Using Union Instead of OR
-
Posted on October 7, 2012 by Derek Dieter
-
5
Sometimes slow queries can be rectified by changing the query around a bit. One of these examples can be illustrated when multiple values are compared within a WHERE clause using an OR or IN statement. Often times, OR can cause a scan against an index or table which may not be the preferable execution plan in terms of IO consumption, or overall query speed.
A lot of variables come into play when the query optimizer creates an execution plan. These variables include a multitude of hardware specs, instance settings, database settings, statistics (table, index, auto-generated), and also the way the query is written. The one we are changing here is the way the query is written. As unsuspecting as it may seem, even though two different queries can return the exact same results, the path at which they take can be entirely different just based upon the format of the query.
UNION vs OR
In most of my experience with SQL Server, the OR is generally less efficient than a UNION. What tends to happen with an OR is it causes a scan more often. Now this sometimes may actually be a better path to take in some cases and I’ll leave that to a separate article but overall I’ve found that touching more records is the biggest cause of slowness. So let’s start our comparison.
Here is our OR statement:
[cc lang=”sql”]
SELECT SalesOrderID, *
FROM sales.SalesOrderDetail
WHERE ProductID = 750 OR ProductID = 953
[/cc]
From this execution plan we see that we are performing a scan against 121,000 rows. (You can’t see the row count, but it is).
Now let’s perform the same query, but written using a UNION instead of OR:
[cc lang=”sql”]
SELECT [SalesOrderID], *
FROM sales.SalesOrderDetail
WHERE ProductID = 750
UNION
SELECT [SalesOrderID], *
FROM sales.SalesOrderDetail
WHERE ProductID = 953
[/cc]
Here we see two branches of operations. One branch is touching 358 rows, while the other branch is 346 rows. Both branches meet to perform the concatenation operation bringing both result sets together. We have two separate seeks, but we also have a key lookup in order to retrieve the SELECT list we need. This wasn’t necessary for the scan operation because we were touching all rows in the scan operation anyway so the data was retrieved at the time of the scan, rather than afterwards. This has to do with the index and the rows we need rather than UNION vs OR. I will say however that the select list is also a factor in the choice of a seek vs scan but we’ll ignore that in this post.
Explanation
Why UNION causes more seeks instead of scans is because each operation needs to meet a certain selectivity requirement in order to qualify for a seek. (Selectivity is the uniqueness of the particular column being filtered). OR’s happen in a single operation so when the selectivity for each column is combined and it goes over a certain percentage then a scan is deemed more efficient.
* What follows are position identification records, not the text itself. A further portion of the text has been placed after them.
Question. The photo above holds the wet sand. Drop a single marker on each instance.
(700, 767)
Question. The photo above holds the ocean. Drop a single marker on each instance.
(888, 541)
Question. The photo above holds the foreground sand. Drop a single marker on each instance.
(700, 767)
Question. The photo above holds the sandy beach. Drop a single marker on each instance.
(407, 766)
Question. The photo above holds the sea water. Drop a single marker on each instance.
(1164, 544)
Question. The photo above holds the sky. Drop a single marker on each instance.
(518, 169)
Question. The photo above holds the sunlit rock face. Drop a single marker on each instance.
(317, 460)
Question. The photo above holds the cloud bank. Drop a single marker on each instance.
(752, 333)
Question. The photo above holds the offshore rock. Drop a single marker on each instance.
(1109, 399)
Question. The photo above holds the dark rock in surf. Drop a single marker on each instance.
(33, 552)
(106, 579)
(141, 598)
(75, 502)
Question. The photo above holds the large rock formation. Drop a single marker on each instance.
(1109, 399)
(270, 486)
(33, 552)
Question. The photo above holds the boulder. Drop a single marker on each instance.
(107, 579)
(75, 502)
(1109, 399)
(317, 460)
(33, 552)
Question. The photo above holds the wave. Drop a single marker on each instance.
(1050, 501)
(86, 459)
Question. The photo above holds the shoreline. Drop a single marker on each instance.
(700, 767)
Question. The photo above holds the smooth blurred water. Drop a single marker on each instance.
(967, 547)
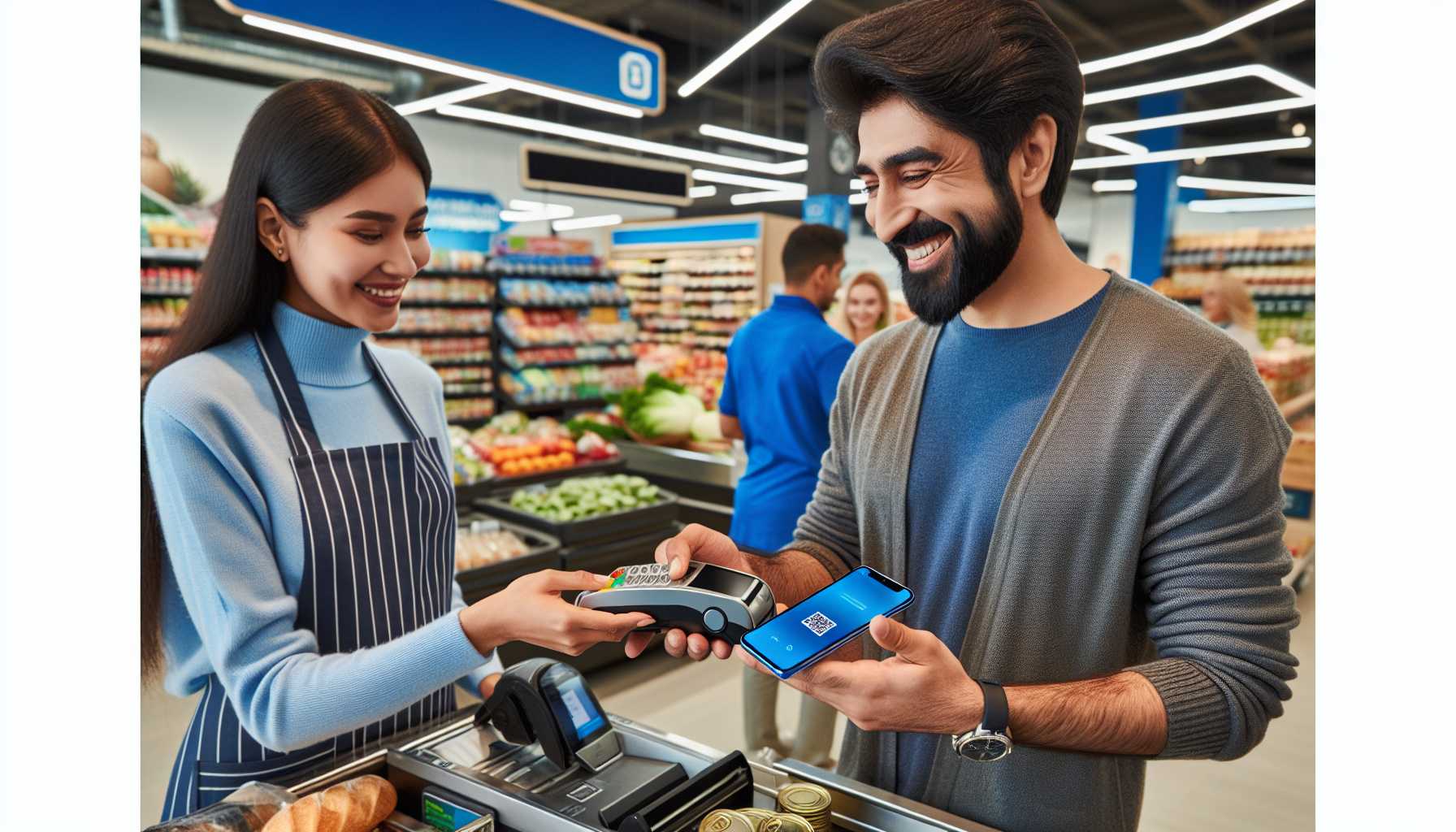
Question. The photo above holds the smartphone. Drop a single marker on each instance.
(825, 621)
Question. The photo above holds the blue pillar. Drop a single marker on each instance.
(1156, 193)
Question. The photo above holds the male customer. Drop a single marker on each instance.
(783, 370)
(1077, 477)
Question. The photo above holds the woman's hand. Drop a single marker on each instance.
(531, 611)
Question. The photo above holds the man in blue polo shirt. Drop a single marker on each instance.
(783, 369)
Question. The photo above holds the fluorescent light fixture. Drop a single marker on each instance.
(1191, 42)
(700, 176)
(538, 214)
(453, 97)
(798, 148)
(1246, 187)
(625, 141)
(755, 197)
(1103, 133)
(354, 46)
(1276, 77)
(587, 223)
(1238, 149)
(743, 46)
(1251, 204)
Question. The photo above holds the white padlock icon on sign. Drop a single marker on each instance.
(635, 76)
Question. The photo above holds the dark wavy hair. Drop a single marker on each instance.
(308, 143)
(985, 69)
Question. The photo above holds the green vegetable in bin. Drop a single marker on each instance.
(583, 497)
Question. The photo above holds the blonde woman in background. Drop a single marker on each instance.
(865, 308)
(1226, 302)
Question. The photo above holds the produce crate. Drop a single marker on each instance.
(544, 554)
(600, 529)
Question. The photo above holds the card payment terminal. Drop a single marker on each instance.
(709, 599)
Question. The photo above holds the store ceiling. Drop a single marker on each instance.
(768, 89)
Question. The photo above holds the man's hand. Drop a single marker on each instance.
(921, 688)
(692, 544)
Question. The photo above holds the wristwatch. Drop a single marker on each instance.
(989, 740)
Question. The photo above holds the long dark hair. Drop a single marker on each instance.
(308, 143)
(986, 69)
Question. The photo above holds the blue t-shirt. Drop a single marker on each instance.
(985, 392)
(783, 369)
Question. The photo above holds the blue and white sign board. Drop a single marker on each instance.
(827, 210)
(463, 220)
(503, 37)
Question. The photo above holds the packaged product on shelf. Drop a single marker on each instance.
(448, 290)
(597, 324)
(561, 292)
(443, 321)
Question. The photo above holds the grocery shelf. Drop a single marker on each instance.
(174, 255)
(518, 366)
(603, 303)
(557, 344)
(446, 303)
(441, 334)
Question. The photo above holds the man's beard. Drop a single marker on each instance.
(977, 258)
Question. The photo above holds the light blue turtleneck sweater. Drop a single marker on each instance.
(233, 526)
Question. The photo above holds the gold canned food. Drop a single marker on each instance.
(727, 821)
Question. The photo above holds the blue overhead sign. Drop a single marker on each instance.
(501, 37)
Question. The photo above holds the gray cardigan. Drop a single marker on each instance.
(1142, 529)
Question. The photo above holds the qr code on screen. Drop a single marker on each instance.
(819, 624)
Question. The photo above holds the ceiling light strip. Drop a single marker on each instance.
(727, 134)
(1246, 187)
(1176, 154)
(453, 97)
(1251, 204)
(743, 46)
(587, 223)
(625, 141)
(364, 47)
(1191, 42)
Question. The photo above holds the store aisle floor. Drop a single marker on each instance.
(1274, 786)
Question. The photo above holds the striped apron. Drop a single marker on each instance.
(379, 561)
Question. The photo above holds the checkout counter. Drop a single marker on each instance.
(588, 771)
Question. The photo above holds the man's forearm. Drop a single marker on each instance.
(791, 574)
(1116, 714)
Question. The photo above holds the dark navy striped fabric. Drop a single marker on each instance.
(379, 538)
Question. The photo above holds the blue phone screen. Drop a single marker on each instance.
(826, 618)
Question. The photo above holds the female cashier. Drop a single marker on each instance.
(299, 475)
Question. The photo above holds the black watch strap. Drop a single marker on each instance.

Since a UNION by default performs a separate operation for each statement, the selectivity of each column is not combined giving it a greater chance of performing a seek. Now since the UNION performs two operations, they need to match their result sets using a concatenation operation above. Generally this is not an expensive operation.
It should also be noted that the OR clause operates just like an IN statement.
Hopefully this tip helps out. I find it to be pretty valuable when working with systems that require high concurrency.
- Comments (RSS)
- Trackback
- Permalink
Just had this issue and splitting it into a union took the number of reads down from 15,000 to 9. Thanks!
I saw a frequently-used query in an EHR go from 25 seconds in duration with tons of locking consistently down to 1 second by converting a huge JOIN statement (from the vendor’s stored procedure) consisting of 20 ORs and 20 numbered foreign keys (yeah) into 20 queries separated apart and re-joined with UNION ALL. This was on a multiple-million row table on a single older Xeon box around 2007 and was the sort of scale problem that seemed to jump out of nowhere after 4 years’ worth of data accumulated, but I’ve never forgotten the improvement it made.
Is it more efficient to run an operation of 346 executions on 346 rows + 358 executions on 358 rows or to run 1 execution on 121,000 rows? The UNION is the former while the OR is the later.